ANGOLA
© Roberto Breschi
Sommario. L’Angola deriva il nome dal titolo (ngola) che competeva ai capi di un antico regno indigeno, del quale, verso la metà del XVI secolo, il Portogallo assunse in pratica il controllo. Vincendo anche la concorrenza olandese, i portoghesi si spinsero verso l’interno e verso sud, ampliando enormemente i loro domini e servendosi della popolazione come serbatoio di schiavi da inviare nelle piantagioni brasiliane. Nel 1935 l’Angola divenne una provincia d’oltremare. Verso il 1950 cominciarono a farsi sentire le istanze nazionalistiche che portarono all’indipendenza nel 1975. Anche in Angola sussiste uno stato endemico di guerra civile; un vasto territorio nel sud-est del paese è controllato dall’UNITA (União Nacional para a Independencia Total de Angola), in opposizione al regime di Luanda.
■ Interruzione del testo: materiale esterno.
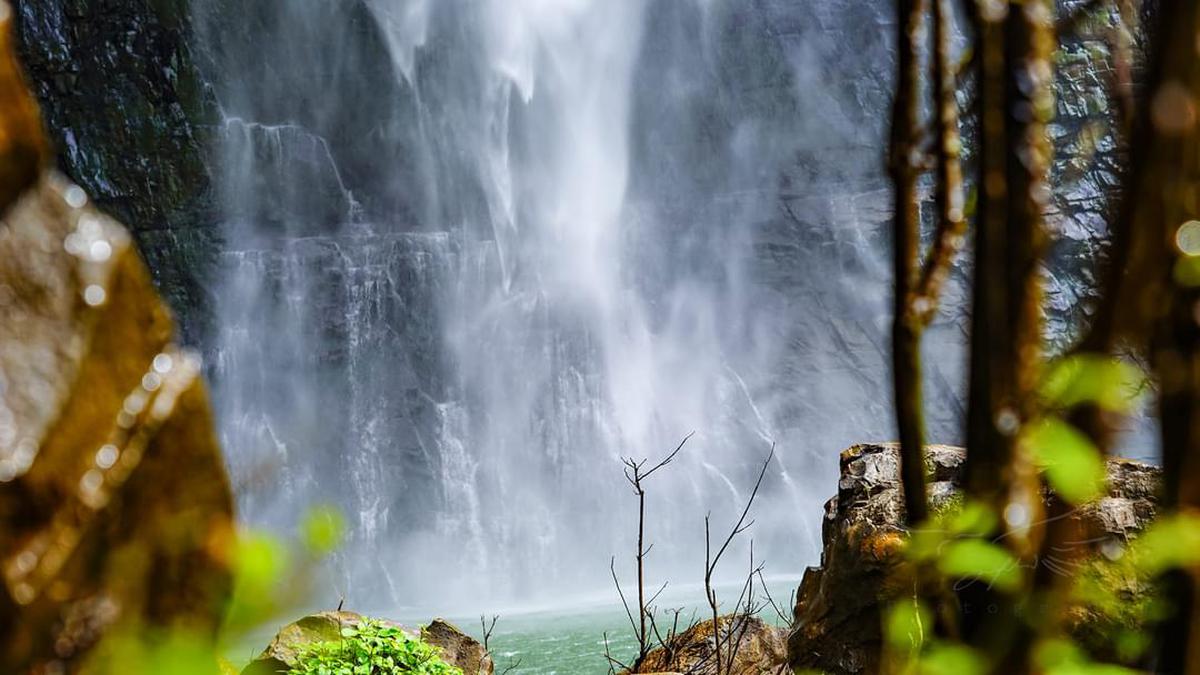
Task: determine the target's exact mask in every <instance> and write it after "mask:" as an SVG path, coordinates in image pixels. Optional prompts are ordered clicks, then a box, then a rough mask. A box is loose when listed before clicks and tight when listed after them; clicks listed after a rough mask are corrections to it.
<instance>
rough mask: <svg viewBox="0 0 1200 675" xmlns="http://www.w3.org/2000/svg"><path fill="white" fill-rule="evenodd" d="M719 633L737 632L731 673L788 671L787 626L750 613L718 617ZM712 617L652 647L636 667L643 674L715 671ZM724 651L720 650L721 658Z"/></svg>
mask: <svg viewBox="0 0 1200 675" xmlns="http://www.w3.org/2000/svg"><path fill="white" fill-rule="evenodd" d="M720 625H721V633H722V634H724V633H725V632H726V631H732V632H733V633H734V634H738V635H739V638H738V643H739V645H738V649H737V656H736V658H734V661H733V670H732V674H733V675H763V674H769V673H786V671H787V629H786V628H780V627H778V626H772V625H770V623H767V622H766V621H763V620H761V619H757V617H754V616H750V617H744V616H738V617H734V616H732V615H727V616H722V617H721V619H720ZM713 652H714V644H713V621H712V620H709V621H703V622H701V623H697V625H695V626H692V627H691V628H689V629H686V631H684V632H683V633H679V634H678V635H677V637H676V638H674V639H673V640H670V644H668V645H667V647H666V649H656V650H654V651H652V652H650V653H649V655H648V656H647V657H646V662H644V663H642V665H641V668H638V673H642V674H650V673H654V674H659V675H668V674H671V673H688V674H689V675H716V662H715V659H714V658H713V656H714V655H713ZM726 657H727V655H726V653H722V656H721V658H722V659H724V658H726Z"/></svg>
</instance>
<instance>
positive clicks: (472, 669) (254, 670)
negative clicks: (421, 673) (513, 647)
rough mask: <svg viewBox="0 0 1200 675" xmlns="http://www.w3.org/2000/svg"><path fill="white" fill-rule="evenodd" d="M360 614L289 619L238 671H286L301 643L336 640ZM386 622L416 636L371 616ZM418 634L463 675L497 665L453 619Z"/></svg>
mask: <svg viewBox="0 0 1200 675" xmlns="http://www.w3.org/2000/svg"><path fill="white" fill-rule="evenodd" d="M362 620H364V617H362V615H360V614H355V613H353V611H343V610H337V611H320V613H317V614H311V615H308V616H305V617H302V619H300V620H298V621H294V622H292V623H288V625H287V626H284V627H283V628H280V632H278V633H276V634H275V638H274V639H271V644H269V645H266V649H265V650H263V653H260V655H258V656H257V657H256V658H254V659H253V661H251V662H250V663H248V664H247V665H246V668H245V669H244V670H242V671H241V675H274V674H276V673H286V671H287V670H288V669H289V668H292V667H293V665H295V664H296V663H298V661H299V657H300V652H301V651H302V649H304V647H306V646H311V645H313V644H317V643H329V641H337V640H340V639H342V628H343V627H348V626H358V625H359V623H360V622H361V621H362ZM374 621H378V622H380V623H383V625H385V626H391V627H395V628H400V629H401V631H403V632H404V633H406V634H408V635H412V637H414V638H415V637H418V633H416V632H415V631H412V629H409V628H404V627H403V626H401V625H398V623H396V622H392V621H388V620H378V619H377V620H374ZM419 635H420V638H421V639H422V640H425V641H426V643H428V644H431V645H433V646H436V647H438V649H439V650H442V658H443V659H445V662H446V663H449V664H450V665H455V667H457V668H460V669H462V671H463V675H492V673H494V670H496V665H494V664H493V662H492V657H491V655H488V653H487V650H485V649H484V645H481V644H479V640H475V639H474V638H472V637H470V635H467V634H466V633H463V632H462V631H460V629H458V628H456V627H455V626H454V625H452V623H449V622H448V621H445V620H443V619H434V620H433V621H432V622H431V623H430V625H428V626H426V627H425V628H421V631H420V634H419Z"/></svg>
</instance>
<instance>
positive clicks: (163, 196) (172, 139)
mask: <svg viewBox="0 0 1200 675" xmlns="http://www.w3.org/2000/svg"><path fill="white" fill-rule="evenodd" d="M16 10H17V31H18V44H19V49H20V54H22V58H23V60H24V62H25V66H26V68H28V71H29V76H30V79H31V80H32V85H34V89H35V91H36V94H37V96H38V98H40V100H41V102H42V108H43V115H44V117H46V121H47V126H48V127H49V130H50V135H52V138H53V141H54V143H55V144H56V150H58V155H59V163H60V166H61V168H62V169H64V171H65V172H66V173H67V174H70V175H71V178H72V179H74V180H76V181H77V183H79V184H80V185H83V186H84V187H85V189H86V190H88V192H89V193H90V195H91V196H92V198H94V199H95V201H96V203H97V204H98V205H100V207H101V208H103V209H104V210H107V211H109V213H112V214H113V215H115V216H118V217H119V219H120V220H122V221H124V222H125V223H127V226H128V227H130V228H131V229H132V231H133V233H134V235H136V238H137V240H138V243H139V245H140V249H142V252H143V255H144V256H145V257H146V259H148V262H149V264H150V268H151V269H152V270H154V275H155V280H156V281H157V283H158V286H160V288H161V289H162V291H163V293H164V294H166V295H167V298H168V301H169V303H170V304H172V306H173V307H174V310H175V312H176V313H178V315H179V316H180V317H181V318H182V321H184V333H185V337H186V339H188V340H190V341H197V340H202V339H203V333H204V330H205V329H206V327H205V317H206V316H209V313H210V310H209V307H210V305H211V299H210V298H209V297H208V295H206V294H205V291H204V289H203V287H202V281H203V277H204V275H205V274H206V273H208V270H209V269H210V267H211V263H212V258H214V256H215V253H216V246H217V241H216V239H217V235H216V231H215V229H214V228H212V225H211V223H212V221H214V219H212V217H211V213H212V190H211V185H212V172H211V167H210V165H209V161H208V154H209V153H210V147H211V137H212V133H214V131H212V130H214V127H215V123H216V120H217V118H218V115H217V107H216V100H215V97H214V95H212V92H211V90H210V88H209V85H208V84H206V83H205V82H204V79H203V78H202V77H200V73H199V70H198V68H197V64H196V61H197V60H196V56H194V55H193V53H192V49H191V47H190V38H191V30H192V29H191V19H190V6H188V1H187V0H16Z"/></svg>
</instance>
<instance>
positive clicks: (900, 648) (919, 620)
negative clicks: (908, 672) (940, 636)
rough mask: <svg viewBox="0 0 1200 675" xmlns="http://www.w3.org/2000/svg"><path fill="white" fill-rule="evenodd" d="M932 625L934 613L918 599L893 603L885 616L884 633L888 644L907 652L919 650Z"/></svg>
mask: <svg viewBox="0 0 1200 675" xmlns="http://www.w3.org/2000/svg"><path fill="white" fill-rule="evenodd" d="M932 626H934V615H932V613H931V611H930V610H929V608H926V607H925V605H924V604H923V603H922V602H920V601H917V599H905V601H900V602H898V603H895V604H893V605H892V607H890V608H888V611H887V614H886V615H884V617H883V634H884V637H886V639H887V641H888V645H889V646H890V647H892V649H894V650H896V651H900V652H905V653H917V652H919V651H920V649H922V645H924V643H925V635H926V633H929V632H930V631H931V629H932Z"/></svg>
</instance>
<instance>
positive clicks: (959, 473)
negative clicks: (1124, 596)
mask: <svg viewBox="0 0 1200 675" xmlns="http://www.w3.org/2000/svg"><path fill="white" fill-rule="evenodd" d="M965 459H966V454H965V452H964V450H962V449H961V448H953V447H948V446H929V447H928V448H926V450H925V467H926V476H929V477H930V501H931V507H932V509H934V510H935V512H936V510H938V509H942V508H948V507H952V506H953V504H954V503H955V501H956V500H958V498H959V491H958V490H959V485H960V483H961V479H962V468H964V461H965ZM1108 470H1109V494H1108V496H1106V497H1104V498H1102V500H1099V501H1098V502H1097V503H1094V504H1090V506H1086V507H1082V508H1080V509H1078V510H1076V512H1075V518H1078V519H1079V520H1080V521H1081V522H1082V525H1084V532H1085V533H1086V534H1085V538H1086V540H1087V542H1088V546H1090V550H1092V551H1093V555H1094V554H1096V552H1097V551H1099V550H1100V548H1102V546H1104V545H1105V543H1109V542H1118V543H1123V542H1124V540H1126V538H1127V537H1129V536H1134V534H1136V533H1138V532H1139V531H1141V530H1142V528H1144V527H1145V526H1146V525H1147V524H1148V522H1150V520H1151V519H1152V518H1153V515H1154V506H1156V497H1154V492H1156V490H1157V486H1158V482H1159V477H1160V474H1162V470H1160V468H1158V467H1153V466H1148V465H1145V464H1141V462H1136V461H1129V460H1109V466H1108ZM898 476H899V452H898V447H896V444H894V443H883V444H878V443H871V444H860V446H854V447H852V448H850V449H847V450H845V452H844V453H842V454H841V480H840V482H839V484H838V495H836V496H834V497H833V498H832V500H829V501H828V502H827V503H826V512H824V524H823V527H822V544H823V550H822V552H821V566H820V567H810V568H809V569H808V571H806V572H805V574H804V578H803V580H802V581H800V587H799V590H798V592H797V598H796V608H794V623H793V626H792V631H791V634H790V635H788V647H787V649H788V659H790V662H791V664H792V665H793V667H796V668H800V669H804V668H808V669H817V670H821V671H823V673H830V674H841V673H876V671H878V668H880V664H878V653H880V644H881V643H880V640H881V635H880V611H881V607H882V605H884V604H886V603H887V602H888V601H889V599H892V598H894V597H898V595H899V592H900V590H898V589H894V587H893V586H892V577H893V574H892V572H893V571H894V569H895V567H896V565H898V563H899V562H900V556H899V555H898V554H899V550H900V546H901V544H902V542H904V537H905V536H906V530H905V528H904V526H902V525H901V522H902V520H904V502H902V497H901V494H900V485H899V479H898ZM1134 591H1135V590H1134ZM1074 620H1075V628H1076V629H1078V632H1079V633H1086V632H1087V631H1088V623H1087V620H1088V617H1087V616H1085V615H1082V614H1079V613H1076V616H1075V617H1074Z"/></svg>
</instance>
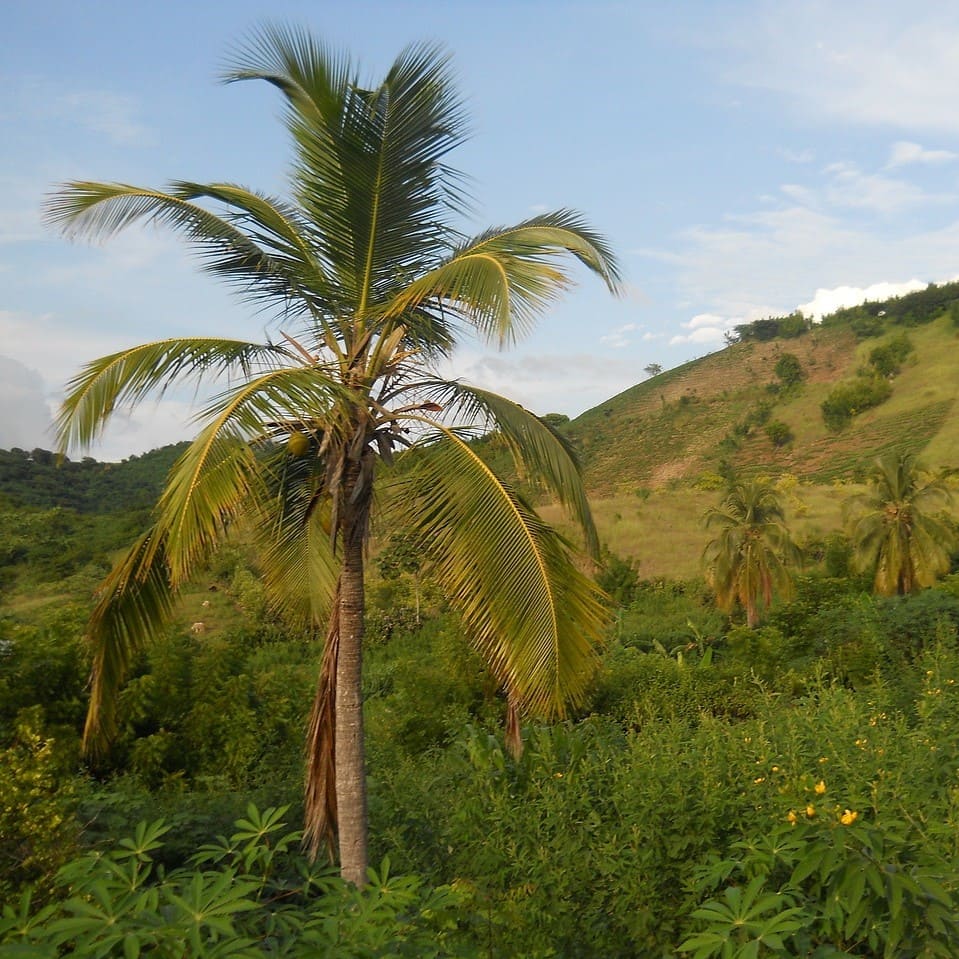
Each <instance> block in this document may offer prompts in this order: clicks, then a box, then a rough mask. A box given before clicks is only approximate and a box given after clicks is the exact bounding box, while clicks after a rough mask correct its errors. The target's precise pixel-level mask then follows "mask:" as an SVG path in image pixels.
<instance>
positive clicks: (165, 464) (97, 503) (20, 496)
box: [0, 443, 186, 513]
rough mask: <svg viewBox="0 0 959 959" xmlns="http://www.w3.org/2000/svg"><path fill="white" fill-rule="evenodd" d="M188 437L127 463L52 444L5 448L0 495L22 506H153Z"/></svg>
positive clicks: (152, 451)
mask: <svg viewBox="0 0 959 959" xmlns="http://www.w3.org/2000/svg"><path fill="white" fill-rule="evenodd" d="M185 448H186V444H185V443H178V444H176V445H174V446H164V447H162V448H160V449H156V450H152V451H151V452H149V453H144V454H143V456H130V457H129V458H127V459H125V460H124V461H123V462H122V463H100V462H98V461H97V460H95V459H92V458H90V457H88V456H85V457H84V458H83V459H82V460H81V461H80V462H79V463H77V462H74V461H72V460H71V459H70V458H69V457H67V456H63V457H60V456H57V454H56V453H51V452H50V451H49V450H42V449H35V450H33V451H32V452H27V451H26V450H20V449H12V450H0V495H2V496H4V497H8V498H9V499H10V500H11V501H12V502H14V503H16V504H17V505H20V506H31V507H37V508H40V509H51V508H53V507H60V508H64V509H69V510H74V511H76V512H78V513H115V512H121V511H126V510H131V509H151V508H152V507H153V504H154V503H155V502H156V500H157V497H158V496H159V495H160V490H161V489H162V488H163V483H164V480H165V479H166V475H167V473H168V472H169V469H170V467H171V466H172V465H173V463H174V461H175V460H176V459H177V457H178V456H179V455H180V454H181V453H182V452H183V450H184V449H185Z"/></svg>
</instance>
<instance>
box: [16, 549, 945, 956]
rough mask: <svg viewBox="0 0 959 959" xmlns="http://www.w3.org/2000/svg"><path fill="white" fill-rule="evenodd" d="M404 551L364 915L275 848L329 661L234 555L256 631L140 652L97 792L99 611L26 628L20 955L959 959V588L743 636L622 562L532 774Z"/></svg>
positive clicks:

Repubblica di Angola, República de Angola, dal 1975



Bandiera valida per tutti gli impieghi adottata l’11 novembre 1975, giorno dell’indipendenza. Il bicolore rosso-nero, espressione del motto rivoluzionario “libertà o morte”, già usato dal movimento "26 luglio" a Cuba e dai sandinisti in Nicaragua, fu adottato nel 1965 anche dall’MPLA (Movimento Popular de Libertação de Angola): portava una grande stella gialla al centro. Da esso derivò direttamente la bandiera nazionale; il rosso assunse allora il significato del sangue versato per la libertà e il nero passò a rappresentare l’Africa. Furono aggiunti un machete e una ruota dentata incrociati, simboli delle attività agricole e industriali, a similitudine della falce e del martello sovietici.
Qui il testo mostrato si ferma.